Good luck =o) Youre so sweet to come here for your daughter!
Post # 5
personally i like food stations better. you don’t get as many options when you have a sit down dinner, and that’s not good for picky eaters like myself.
Post # 6
I’m doing stations and I would hope that people wouldn’t think that looks cheap! I agree with Mrs. DG that stations provide opportunity for mingling and give people a range of options they might not have with a plated dinner, which is the main reason we decided on stations. Caterers can do really amazing things with the food presentation at stations as well. Tell her to chill out. Nobody will think that.
Post # 7
Considering the fact that the guest list is small, I think either option will work out really well. The only drawback I can see regarding the stations is when there are a lot of guests, the stations get kind of backed up and there’s less time to sit around and socialize. And I don’t think the guests will think she’s being cheap, I like the stations. I’ve been to a bunch of weddings and I’ve never thought that.
Post # 8
Ours was food stations and it was the same price as sit down served meals. We chose it becuase it allowed others to mingle and not have to wait for the food. It was the best because they could get as much as they want and it was delicious! I vote stations!
Post # 9
It is a hard decision to make! I would let your daughter know not to worry about perceived cheapness. As Mrs.DG said it has more to do with the overall feeling of the reception. We went with an hors d’ouvres reception because we wanted our guests to just enjoy mingling and catching up with friends/meeting new ones. A sit down dinner does offer more intimacy at each table.
Post # 10
p.s. if you wanted to get a carving chef if you go the stations route, that looks fancy shmancy.
Post # 11
We did stations at my brother’s wedding and it didn’t go that well because we had way too many guests trying to self-serve themselves. The line was so long and they ran out of food because people served themselves. Also what I didn’t like was how they had it setup. The reception was in an old Plantation House and each room in the house was a different station so you can image the traffic-jams that this created with 250 people!
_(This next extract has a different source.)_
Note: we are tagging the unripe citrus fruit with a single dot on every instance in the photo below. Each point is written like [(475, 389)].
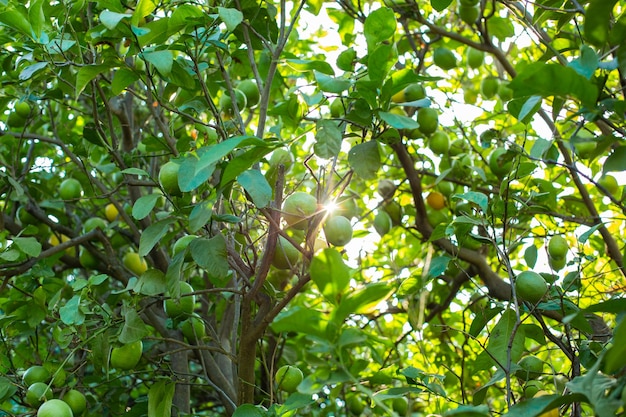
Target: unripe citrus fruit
[(532, 368), (182, 306), (54, 408), (444, 58), (37, 393), (338, 230), (36, 373), (76, 400), (298, 208), (70, 189), (23, 109), (428, 120), (288, 378), (558, 247), (439, 143), (135, 263), (436, 200), (414, 92), (111, 212), (168, 178), (530, 286), (475, 58), (126, 357), (285, 255), (251, 91), (489, 87), (355, 404)]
I think in your daughter’s case with a smaller group it will work out fine. You might consider going to one of the venues other events to see how they have it set-up and how well it flows.
I think the passed trays is a formal look.
Post # 12
Thanks everyone for taking the time to help. I personally think that the majority of guests would enjoy the hors and stations much more than getting stuck at a table with us old folks, lol. I love the idea of placing a menu on the tables so people arriving at the reception will know what is available. Thanks Kelly for the great suggestion! There are several vegans attending and this way we can offer them more choices as well. I’ve learned to back off with my opinions because it’s not my wedding, I just want the couple to be happy with their choice. Daughter’s reasoning for sit down dinner is the groom’s family is “small town” and wouldn’t understand the invite for cocktail and hors’ reception. She thinks they will expect a plated meal.
Post # 13
I mean, if the grooms family doesnt get it they can ask =o) Dont let her plan her wedding around others concerns-eventually they get out of hand. Plus if there are stations, its not just a cocktail and hors reception. They might be confused about the lack of “chicken, beef, or fish” option, but they can ask. Then they can have it explained that they will have multiple options once they arrive.
also, if there are some older guests that might have a difficult time getting to and from teh stations, our venue did provide multiple servers/bussers that were VERY willing to get food for those people. And since there was a menu on the table, they picked off of that rather than go around. DONT make that option well known though, guests might try to take advantage of it.